(映画パンフレット)『回路』

 黒沢清脚本、監督作品『回路』(2001)

 英題「Pulse」

(出演)加藤晴彦、麻生久美子、小雪、有坂来瞳 、松尾政寿 、武田真治 、風吹ジュン 、菅田俊 、哀川翔 、役所広司、

・・どうしても黒沢監督作品が公開されると自然と劇場へ足が向くような、いわば、義務的な、お気に入りの作家として評価もして(され)るの・・なのだが・・(なにを求めて今作を観にいったかは別として)・・今作は、良かった、オモシロかった、怖かった、というよりも、ただ、気持ち悪く、ある程度恐怖に関しては免疫がついてるので怖かった感はそれほどなく、一連の描写がボンヤリとみせないのと影やシミの多様する見せ方に終始じめっとした気持ちの悪い演出に観心地悪。ホラー映画を観たというよりも巷によくある心霊映像モノ(投稿映像に霊など映り込んだ番組)を観たような感じだったなぁ。
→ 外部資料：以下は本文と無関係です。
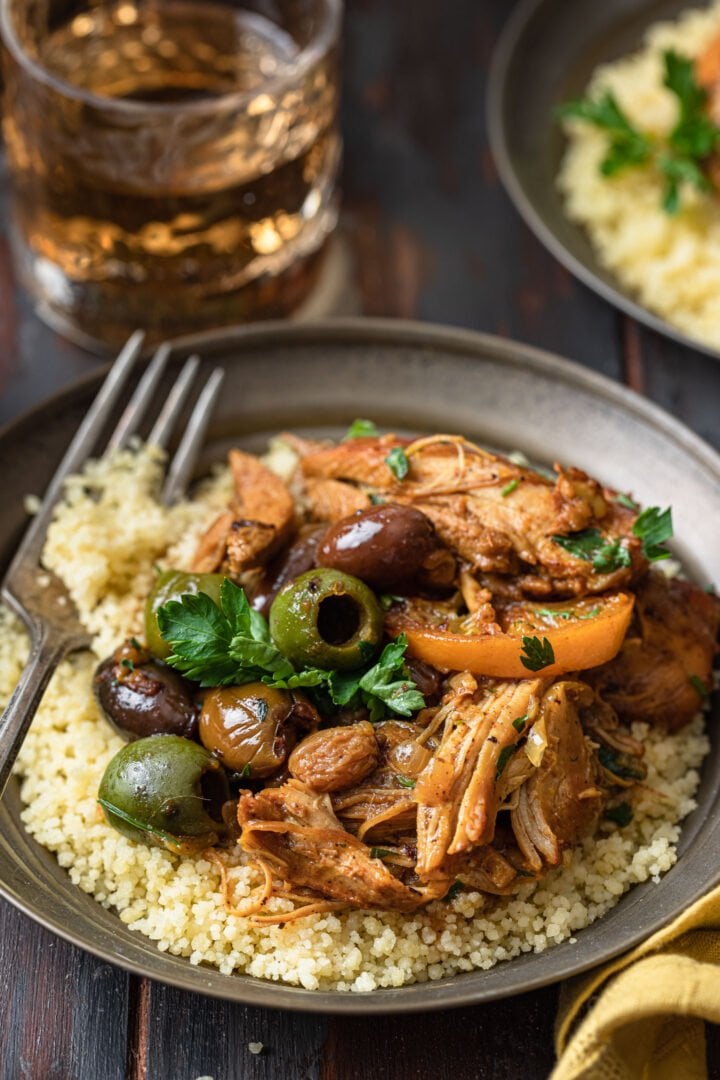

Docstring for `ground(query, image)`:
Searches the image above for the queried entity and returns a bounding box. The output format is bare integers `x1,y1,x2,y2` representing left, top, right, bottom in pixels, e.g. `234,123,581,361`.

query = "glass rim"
0,0,343,116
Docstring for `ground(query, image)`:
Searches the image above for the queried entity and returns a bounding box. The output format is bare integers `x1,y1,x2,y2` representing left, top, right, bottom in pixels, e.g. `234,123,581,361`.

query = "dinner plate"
488,0,720,357
0,320,720,1013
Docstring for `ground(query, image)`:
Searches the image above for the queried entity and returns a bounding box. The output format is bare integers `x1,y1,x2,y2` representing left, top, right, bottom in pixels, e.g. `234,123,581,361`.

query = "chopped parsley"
553,528,631,573
378,593,405,611
598,746,644,780
688,675,710,701
602,802,633,828
535,608,575,620
342,420,380,443
615,491,640,514
633,507,673,563
385,446,410,481
520,637,555,672
558,50,720,214
495,743,517,782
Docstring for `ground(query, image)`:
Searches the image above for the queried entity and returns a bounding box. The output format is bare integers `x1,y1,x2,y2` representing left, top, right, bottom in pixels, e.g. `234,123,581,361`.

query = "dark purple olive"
252,526,324,618
405,657,445,705
93,642,199,741
317,502,437,590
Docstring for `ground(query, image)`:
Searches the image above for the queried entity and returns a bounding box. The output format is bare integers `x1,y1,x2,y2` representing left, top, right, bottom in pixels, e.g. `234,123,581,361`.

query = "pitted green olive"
145,570,225,660
270,568,383,671
97,735,230,854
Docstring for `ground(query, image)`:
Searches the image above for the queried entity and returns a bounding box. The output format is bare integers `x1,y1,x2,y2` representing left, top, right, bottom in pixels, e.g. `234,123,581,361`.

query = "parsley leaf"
553,529,631,573
520,637,555,672
342,420,380,443
158,578,425,723
633,507,673,563
558,91,652,176
158,578,295,686
328,634,425,724
557,50,720,214
615,491,640,514
385,446,410,481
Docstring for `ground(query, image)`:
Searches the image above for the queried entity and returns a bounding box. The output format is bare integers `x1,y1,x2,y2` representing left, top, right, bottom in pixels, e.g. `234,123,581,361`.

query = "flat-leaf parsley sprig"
557,50,720,214
158,578,425,721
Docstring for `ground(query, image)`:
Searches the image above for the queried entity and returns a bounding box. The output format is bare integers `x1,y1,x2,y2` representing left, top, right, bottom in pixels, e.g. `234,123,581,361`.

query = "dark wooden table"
0,0,720,1080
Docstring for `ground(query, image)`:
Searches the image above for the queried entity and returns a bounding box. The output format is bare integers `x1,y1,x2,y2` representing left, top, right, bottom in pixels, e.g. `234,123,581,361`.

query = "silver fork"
0,330,225,795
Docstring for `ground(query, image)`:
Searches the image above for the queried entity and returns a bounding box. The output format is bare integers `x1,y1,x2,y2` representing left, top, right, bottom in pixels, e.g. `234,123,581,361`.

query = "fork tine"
105,341,173,454
162,367,225,507
148,356,200,449
9,330,145,573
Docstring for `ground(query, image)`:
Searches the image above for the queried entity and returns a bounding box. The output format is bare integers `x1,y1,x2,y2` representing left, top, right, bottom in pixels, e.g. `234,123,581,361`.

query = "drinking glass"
0,0,342,345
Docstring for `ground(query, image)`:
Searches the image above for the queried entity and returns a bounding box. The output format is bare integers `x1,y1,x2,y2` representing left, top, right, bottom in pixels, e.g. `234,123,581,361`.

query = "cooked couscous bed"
0,449,709,991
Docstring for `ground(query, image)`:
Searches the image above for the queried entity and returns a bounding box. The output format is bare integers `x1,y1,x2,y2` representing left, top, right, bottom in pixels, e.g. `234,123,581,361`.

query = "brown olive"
252,527,324,617
93,642,198,741
287,720,380,792
200,683,316,780
317,502,437,590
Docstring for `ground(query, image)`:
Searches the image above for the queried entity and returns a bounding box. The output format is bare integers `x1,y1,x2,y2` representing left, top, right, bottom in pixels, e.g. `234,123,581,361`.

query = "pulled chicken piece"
587,571,720,731
511,681,607,874
300,435,647,596
237,780,427,912
191,450,295,578
413,675,547,880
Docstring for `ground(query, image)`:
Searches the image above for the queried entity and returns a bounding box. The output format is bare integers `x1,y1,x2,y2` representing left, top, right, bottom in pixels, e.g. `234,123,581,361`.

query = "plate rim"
0,318,720,1015
486,0,720,360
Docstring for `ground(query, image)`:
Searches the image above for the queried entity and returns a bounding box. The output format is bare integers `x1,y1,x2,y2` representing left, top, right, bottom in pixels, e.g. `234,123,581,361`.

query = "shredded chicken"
237,780,424,912
511,681,606,873
300,435,647,596
587,572,720,731
191,450,295,577
415,678,546,880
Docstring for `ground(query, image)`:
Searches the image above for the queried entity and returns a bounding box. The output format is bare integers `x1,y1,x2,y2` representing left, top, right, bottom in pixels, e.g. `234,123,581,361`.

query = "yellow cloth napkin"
551,885,720,1080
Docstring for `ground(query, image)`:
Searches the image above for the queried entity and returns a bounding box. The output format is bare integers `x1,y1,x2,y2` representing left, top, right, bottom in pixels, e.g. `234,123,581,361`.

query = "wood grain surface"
0,0,720,1080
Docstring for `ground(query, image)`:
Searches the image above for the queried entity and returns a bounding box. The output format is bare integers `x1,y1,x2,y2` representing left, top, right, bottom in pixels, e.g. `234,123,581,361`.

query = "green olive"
97,735,230,854
270,567,383,671
145,570,225,660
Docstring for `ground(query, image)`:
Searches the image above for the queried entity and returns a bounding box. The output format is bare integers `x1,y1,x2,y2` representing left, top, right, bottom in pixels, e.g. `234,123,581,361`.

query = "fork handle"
0,630,69,796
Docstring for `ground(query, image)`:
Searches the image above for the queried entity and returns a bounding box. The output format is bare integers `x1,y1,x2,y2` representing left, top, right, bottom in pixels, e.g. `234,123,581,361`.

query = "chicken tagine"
94,421,720,924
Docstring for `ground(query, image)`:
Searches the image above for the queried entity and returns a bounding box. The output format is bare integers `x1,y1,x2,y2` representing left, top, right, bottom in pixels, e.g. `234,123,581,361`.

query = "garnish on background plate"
557,50,720,214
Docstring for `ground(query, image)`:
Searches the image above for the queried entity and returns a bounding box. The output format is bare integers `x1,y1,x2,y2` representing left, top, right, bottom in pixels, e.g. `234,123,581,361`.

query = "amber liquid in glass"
4,0,340,340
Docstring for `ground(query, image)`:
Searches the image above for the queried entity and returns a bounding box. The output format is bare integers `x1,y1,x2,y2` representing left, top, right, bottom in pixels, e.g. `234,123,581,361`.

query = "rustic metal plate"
0,320,720,1013
488,0,720,357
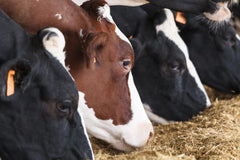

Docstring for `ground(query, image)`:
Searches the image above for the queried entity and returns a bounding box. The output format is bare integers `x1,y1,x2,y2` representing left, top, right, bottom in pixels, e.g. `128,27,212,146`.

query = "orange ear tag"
175,12,187,24
6,70,15,96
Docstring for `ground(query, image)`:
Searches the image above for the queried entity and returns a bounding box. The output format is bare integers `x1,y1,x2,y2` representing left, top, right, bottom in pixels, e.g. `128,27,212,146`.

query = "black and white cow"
72,0,231,25
0,10,93,160
180,15,240,94
111,6,210,123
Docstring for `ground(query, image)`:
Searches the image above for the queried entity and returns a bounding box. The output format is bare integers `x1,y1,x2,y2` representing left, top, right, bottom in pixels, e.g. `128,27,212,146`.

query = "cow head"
0,11,93,160
180,14,240,93
131,9,210,123
70,0,153,151
102,0,231,27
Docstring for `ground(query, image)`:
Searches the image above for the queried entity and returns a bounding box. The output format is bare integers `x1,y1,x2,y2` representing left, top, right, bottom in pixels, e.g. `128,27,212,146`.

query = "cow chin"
78,74,153,152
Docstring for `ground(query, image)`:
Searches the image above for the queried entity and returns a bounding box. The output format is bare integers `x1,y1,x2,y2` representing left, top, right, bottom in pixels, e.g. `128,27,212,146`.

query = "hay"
91,87,240,160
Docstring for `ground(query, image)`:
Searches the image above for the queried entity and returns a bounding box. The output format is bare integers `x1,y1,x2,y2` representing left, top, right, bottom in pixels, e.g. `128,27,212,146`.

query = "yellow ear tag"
175,12,187,24
6,70,15,96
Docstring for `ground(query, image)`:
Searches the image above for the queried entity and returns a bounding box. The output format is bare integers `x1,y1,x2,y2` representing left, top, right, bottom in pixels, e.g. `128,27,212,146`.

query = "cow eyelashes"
119,59,132,72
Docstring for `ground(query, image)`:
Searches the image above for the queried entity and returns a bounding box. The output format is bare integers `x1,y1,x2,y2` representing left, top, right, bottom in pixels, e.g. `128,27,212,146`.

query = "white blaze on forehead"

 さすがに公開前の予告編でもあったように麻生さんも目撃する或る女性のダイブのカットは衝撃的だったね。

 けっきょく伝染というか連鎖的な悲劇を思うと『リング』っぽさも思ったりもしたなど個人的には目新しいものはあまり感じられなかったが、日本映画の他の監督にはない独特な黒沢タッチを堪能しただけでも楽しめたかな。作家性も存分に感じられたんだが、役者としては出演者の誰一人として輝く役どころがなく(そう見えた)、仕事としての出演だからショウガナイとして、なにか、さみしく感じたかな。

・・難を2つ挙げるとすると、パンフのデザインとエンディングソングかな。べつに歌手を責めるつもりは全然なく(歌い手さんは全然悪くない)、製作陣の責任。『仄暗い水の~』のエンディングでのそれまでの恐怖も冷めてしまったようなスガシカオさんがよぎったように今作でも本編のジミ~とした気持ちの悪い恐怖が薄れてしまったような、なんだか清々しいエンディングソングだったこと。せめて曲でしょ。というか、本編でも何度も流れたりしてた薄気味わるいスコアで締めてもよかったでしょ。 あと、パンフについては(これまた毎度愚痴いう)文字だけパターン。半券やチラシと同じパソコンのなかの女性でもいいし、壁につく黒いシミでもいいし、なにかしら気味悪い象徴的な(抽象的でも)絵柄は欲しいよね。

 『CURE』に関しては今でも放送されると観るんだが、今作に関しては劇場公開時に一度観て、そして今回久しぶりにCS放送されたのを観たんだが思ってた以上に不快感あって自分的には(評価はしつつも)何度も観る作品ではないかなと。